Como, alias, as forças israelitas sabem melhor que ninguém, porque em 2006, na famosa guerra dos 30 dias, ou "Guerra de Junho", as IDF foram derrotadas militarmente num conflito onde ninguém admitia sequer essa possibilidade.

E só uma intervenção, a pedido de Telavive, das Nações Unidas, aceite pelo Hezbollah, que já tinha conseguido os seus objectivos, levou a um cessar-fogo, sendo que Israel teve de levantar o embargo marítimo ao Líbano e abandonar algumas posições geográficas relevantes na região...

Porém, o mais importante foi que, nessa guerra, o Hezbollah conseguiu desmistificar a invencibilidade das IDF, sendo que a capacidade militar deste movimento apoiado pelo Irão é hoje muito superior, em número de combatentes e meios militares.

Um exemplo disso foi divulgado nos últimos dias pelo comando do Hezbollah ao lançar nas redes sociais um vídeo longo, quase 10 minutos, com imagens obtidas por um drone de vigilância sobrevoando mais de uma dezena de alvos militares no norte de Israel, incluindo infra-estruturas energéticas, bases militares... sem qualquer resistência aparente.

Nada disso parece demover Netanyhau

O primeiro-ministro, numa entrevista ao Canal 14 israelita, um canal ligado aos radicais da extrema-direita nacionalista, disse que tem tudo pronto para levar as suas tropas para o norte do país, junto à fronteira israelo-libanesa, garantindo total disponibilidade para um confronto aberto com o Hezbollah.

Já se sabia que Netanyhau tinha esta solução na manga para se livrar de problemas, sair do tal beco sem saída aparente, também já se sabia que Israel tinha um plano para o confronto com o movimento xiita, e agora ficou-se a saber que este já está a ser executado, que é iniciar um fade out de Gaza para passar ao fade in no norte do país com o Hezbollah.

Além disso, com esta solução, as IDF respondem a outra exigência de milhares de israelitas que estão longe das suas casas junto à fronteira com o Líbano, de onde foram obrigados a sair, muitos deles nos últimos meses, mas outros tantos há vários anos, devido aos ataques persistentes com roquetes e misseis do Hezbollah e querem agora regressar.

Mas para isso terão de derrotar o Hezbollah, o que não parece ser algo que consigam facilmente, mesmo com o apoio dos EUA, porque o Hamas, uma organização de muito menor dimensão, e após oito meses de guerra, ainda está activo, mantém capacidade militar e volta e meia ataca Israel com roquetes lançados de Gaza.
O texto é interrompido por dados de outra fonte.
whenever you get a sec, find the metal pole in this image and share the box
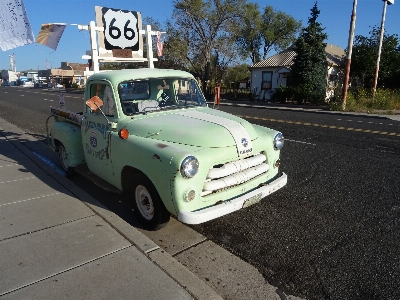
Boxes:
[342,0,357,110]
[372,0,388,93]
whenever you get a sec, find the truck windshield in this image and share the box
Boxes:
[118,77,207,115]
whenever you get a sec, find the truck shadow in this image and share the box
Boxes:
[0,128,147,239]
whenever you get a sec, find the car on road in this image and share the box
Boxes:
[21,81,34,87]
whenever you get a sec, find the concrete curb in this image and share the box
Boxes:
[0,118,222,300]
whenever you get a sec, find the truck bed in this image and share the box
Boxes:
[50,106,83,125]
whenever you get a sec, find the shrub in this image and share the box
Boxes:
[271,86,292,103]
[71,82,79,89]
[292,84,325,105]
[250,87,261,102]
[330,88,400,112]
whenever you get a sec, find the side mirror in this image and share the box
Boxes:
[85,96,117,130]
[86,96,103,110]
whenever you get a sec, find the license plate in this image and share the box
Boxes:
[242,193,262,208]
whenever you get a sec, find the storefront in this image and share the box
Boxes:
[38,63,87,88]
[48,69,75,88]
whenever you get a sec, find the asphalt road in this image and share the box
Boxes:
[1,86,400,299]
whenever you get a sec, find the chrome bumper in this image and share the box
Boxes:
[178,173,287,225]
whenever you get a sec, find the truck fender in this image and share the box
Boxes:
[51,122,86,167]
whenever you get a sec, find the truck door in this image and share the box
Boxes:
[82,82,117,181]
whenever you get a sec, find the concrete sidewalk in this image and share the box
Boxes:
[0,118,222,300]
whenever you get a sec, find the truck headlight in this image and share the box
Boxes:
[274,133,284,150]
[180,156,199,178]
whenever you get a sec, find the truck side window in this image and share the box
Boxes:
[90,84,115,117]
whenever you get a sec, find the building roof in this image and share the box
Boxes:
[61,62,89,72]
[250,48,296,69]
[250,44,345,69]
[325,44,346,66]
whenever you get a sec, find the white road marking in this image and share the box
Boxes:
[286,139,316,146]
[338,118,396,126]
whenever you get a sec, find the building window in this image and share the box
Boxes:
[261,71,273,90]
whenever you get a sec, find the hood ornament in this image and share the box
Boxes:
[241,138,248,147]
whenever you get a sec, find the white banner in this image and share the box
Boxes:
[0,0,34,51]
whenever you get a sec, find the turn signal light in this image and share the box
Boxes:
[118,128,129,139]
[274,159,281,168]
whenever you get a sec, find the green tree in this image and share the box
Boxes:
[234,4,301,64]
[261,6,302,59]
[351,26,400,88]
[222,64,251,87]
[290,2,327,94]
[166,0,246,90]
[235,2,262,64]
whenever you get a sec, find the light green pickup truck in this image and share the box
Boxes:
[47,68,287,230]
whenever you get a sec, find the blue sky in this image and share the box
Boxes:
[1,0,399,71]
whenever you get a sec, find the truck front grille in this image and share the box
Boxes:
[201,153,268,197]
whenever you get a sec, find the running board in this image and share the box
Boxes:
[75,164,122,194]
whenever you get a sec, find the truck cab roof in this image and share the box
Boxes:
[87,68,195,84]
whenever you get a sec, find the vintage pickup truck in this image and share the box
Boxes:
[47,68,287,230]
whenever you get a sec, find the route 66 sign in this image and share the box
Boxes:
[90,131,97,148]
[95,6,143,58]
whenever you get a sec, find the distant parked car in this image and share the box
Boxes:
[22,81,34,87]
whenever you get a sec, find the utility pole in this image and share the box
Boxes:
[341,0,357,110]
[372,0,394,93]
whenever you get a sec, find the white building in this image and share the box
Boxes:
[26,71,38,82]
[1,70,18,86]
[249,44,345,101]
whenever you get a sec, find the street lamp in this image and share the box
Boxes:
[372,0,394,93]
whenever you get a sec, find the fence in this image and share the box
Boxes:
[206,87,251,101]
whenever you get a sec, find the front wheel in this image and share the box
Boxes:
[59,143,74,178]
[132,174,170,230]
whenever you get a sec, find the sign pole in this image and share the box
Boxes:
[89,21,100,73]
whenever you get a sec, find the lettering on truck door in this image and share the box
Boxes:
[82,83,117,180]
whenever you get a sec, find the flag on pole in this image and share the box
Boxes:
[0,0,35,51]
[156,31,166,57]
[9,53,16,71]
[36,23,66,51]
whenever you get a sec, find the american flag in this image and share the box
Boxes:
[156,31,166,57]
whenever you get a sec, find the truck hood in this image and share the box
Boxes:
[125,108,258,151]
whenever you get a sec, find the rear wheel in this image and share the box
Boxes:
[59,143,74,178]
[132,174,170,230]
Ou seja, as três grandes promessas feitas por Netanyhau após o ataque de 07 de Outubro, quando o Hamas invadiu o sul de Israel deixando um rasto de 1200 mortos e capturando cerca de 250 reféns, nenhum foi cumprido ao fim de oito meses de guerra, mais de 38 mil mortos, e quase 85% dos edifícios do território destruídos, além dos equipamentos sociais, como hospitais e centros de acolhimento de refugiados...
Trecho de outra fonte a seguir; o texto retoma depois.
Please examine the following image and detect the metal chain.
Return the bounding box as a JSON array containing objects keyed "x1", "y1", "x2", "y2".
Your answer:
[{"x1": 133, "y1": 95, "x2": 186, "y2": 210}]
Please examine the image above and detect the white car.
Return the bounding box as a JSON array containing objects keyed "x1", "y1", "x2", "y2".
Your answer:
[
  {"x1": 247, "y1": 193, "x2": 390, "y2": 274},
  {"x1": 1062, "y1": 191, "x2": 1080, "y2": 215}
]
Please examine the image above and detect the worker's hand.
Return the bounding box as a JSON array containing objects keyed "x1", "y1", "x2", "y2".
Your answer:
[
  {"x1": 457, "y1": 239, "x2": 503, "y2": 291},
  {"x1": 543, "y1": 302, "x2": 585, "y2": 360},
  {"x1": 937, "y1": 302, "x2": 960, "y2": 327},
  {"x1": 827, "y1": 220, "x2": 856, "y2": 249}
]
Promessas essas que eram a destruição total do Hamas, a libertação de todos os reféns e garantir que Gaza nunca mais seria um problema para a segurança de Israel.

O risco de alastramento

Face a isto, o mundo começa agora a temer um alastramento do conflito na vasta e estratégica região do Médio Oriente, de onde sai cerca de 35% do petróleo consumido no mundo, e onde alguns actores, como o Irão e Israel há décadas que se ameaçam mutuamente com uma guerra sem quartel...
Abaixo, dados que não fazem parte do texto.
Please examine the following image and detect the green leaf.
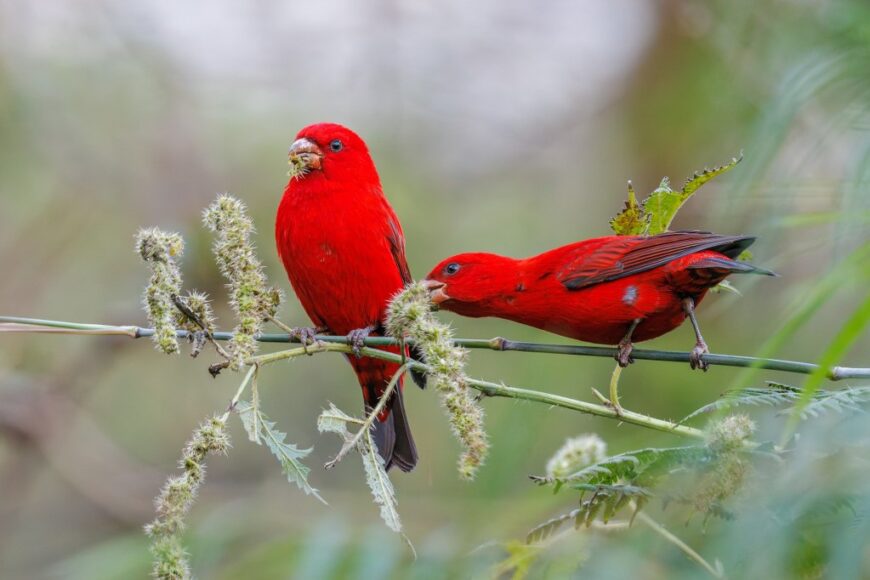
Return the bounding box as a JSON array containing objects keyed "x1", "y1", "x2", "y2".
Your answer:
[
  {"x1": 784, "y1": 385, "x2": 870, "y2": 420},
  {"x1": 609, "y1": 154, "x2": 742, "y2": 236},
  {"x1": 609, "y1": 182, "x2": 649, "y2": 235},
  {"x1": 709, "y1": 280, "x2": 742, "y2": 296},
  {"x1": 680, "y1": 383, "x2": 803, "y2": 423},
  {"x1": 360, "y1": 429, "x2": 403, "y2": 533},
  {"x1": 317, "y1": 404, "x2": 405, "y2": 535},
  {"x1": 316, "y1": 403, "x2": 356, "y2": 436},
  {"x1": 235, "y1": 400, "x2": 325, "y2": 504},
  {"x1": 237, "y1": 401, "x2": 261, "y2": 444},
  {"x1": 532, "y1": 446, "x2": 711, "y2": 488}
]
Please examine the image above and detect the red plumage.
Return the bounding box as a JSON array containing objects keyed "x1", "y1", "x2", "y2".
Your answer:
[
  {"x1": 423, "y1": 231, "x2": 775, "y2": 367},
  {"x1": 275, "y1": 123, "x2": 417, "y2": 472}
]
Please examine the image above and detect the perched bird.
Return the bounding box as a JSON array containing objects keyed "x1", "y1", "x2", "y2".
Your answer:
[
  {"x1": 422, "y1": 231, "x2": 775, "y2": 370},
  {"x1": 276, "y1": 123, "x2": 421, "y2": 472}
]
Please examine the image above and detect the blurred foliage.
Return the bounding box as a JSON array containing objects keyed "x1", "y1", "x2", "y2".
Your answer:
[{"x1": 1, "y1": 0, "x2": 869, "y2": 578}]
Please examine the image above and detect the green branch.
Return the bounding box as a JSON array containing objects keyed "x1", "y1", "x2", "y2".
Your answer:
[{"x1": 2, "y1": 316, "x2": 869, "y2": 381}]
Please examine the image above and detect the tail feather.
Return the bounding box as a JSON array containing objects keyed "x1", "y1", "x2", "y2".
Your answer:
[
  {"x1": 688, "y1": 256, "x2": 778, "y2": 277},
  {"x1": 370, "y1": 386, "x2": 418, "y2": 472}
]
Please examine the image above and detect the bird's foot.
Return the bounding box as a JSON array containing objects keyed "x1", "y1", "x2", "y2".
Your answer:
[
  {"x1": 347, "y1": 325, "x2": 375, "y2": 357},
  {"x1": 615, "y1": 340, "x2": 634, "y2": 367},
  {"x1": 689, "y1": 340, "x2": 709, "y2": 371},
  {"x1": 291, "y1": 326, "x2": 325, "y2": 355}
]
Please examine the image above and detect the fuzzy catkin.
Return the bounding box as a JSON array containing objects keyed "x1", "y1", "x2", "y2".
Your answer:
[
  {"x1": 386, "y1": 282, "x2": 489, "y2": 479},
  {"x1": 202, "y1": 195, "x2": 281, "y2": 370},
  {"x1": 145, "y1": 416, "x2": 230, "y2": 580},
  {"x1": 136, "y1": 228, "x2": 185, "y2": 354}
]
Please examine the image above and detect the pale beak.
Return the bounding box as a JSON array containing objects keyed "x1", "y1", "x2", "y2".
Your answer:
[
  {"x1": 421, "y1": 278, "x2": 450, "y2": 305},
  {"x1": 288, "y1": 138, "x2": 323, "y2": 176}
]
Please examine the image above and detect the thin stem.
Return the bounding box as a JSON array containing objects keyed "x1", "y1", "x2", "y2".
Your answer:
[
  {"x1": 221, "y1": 363, "x2": 259, "y2": 421},
  {"x1": 324, "y1": 362, "x2": 410, "y2": 470},
  {"x1": 249, "y1": 342, "x2": 706, "y2": 439},
  {"x1": 635, "y1": 510, "x2": 724, "y2": 579},
  {"x1": 3, "y1": 316, "x2": 868, "y2": 380}
]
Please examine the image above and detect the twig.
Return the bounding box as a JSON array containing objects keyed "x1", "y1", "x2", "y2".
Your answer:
[
  {"x1": 634, "y1": 509, "x2": 724, "y2": 579},
  {"x1": 3, "y1": 316, "x2": 868, "y2": 380},
  {"x1": 244, "y1": 342, "x2": 705, "y2": 439}
]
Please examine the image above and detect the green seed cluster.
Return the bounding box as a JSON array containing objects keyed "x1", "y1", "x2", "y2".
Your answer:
[
  {"x1": 386, "y1": 282, "x2": 489, "y2": 480},
  {"x1": 545, "y1": 434, "x2": 607, "y2": 480},
  {"x1": 706, "y1": 413, "x2": 755, "y2": 452},
  {"x1": 136, "y1": 228, "x2": 185, "y2": 355},
  {"x1": 202, "y1": 195, "x2": 281, "y2": 370},
  {"x1": 694, "y1": 414, "x2": 756, "y2": 517},
  {"x1": 145, "y1": 416, "x2": 230, "y2": 580}
]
Esse receio de escalada é sentido especialmente na Europa e nos EUA, onde uma valorização desregrada do crude poderia agravar ainda mais a já severa crise económica em que estás geografias estão mergulhadas.

Sendo o problema maior para o Presidente norte-americano Joe Biden que vai defrontar nas urnas, em Novembro, Donald Trump, estando, para já, segundo as últimas sondagens, ligeiramente atrás e a correr contra o prejuízo, sob risco de o antigo Presidente poder voltar ao poder em 2025.

O chefe da diplomacia da União Europeia, Josep Borrell, já demonstrou a preocupação de Bruxelas, afirmando, citado pelas agências, que "é hoje claro que o risco de um alastramento é maior que nunca".

"Estamos claramente na iminência de um alastramento desastroso deste conflito", lamentou Borrell.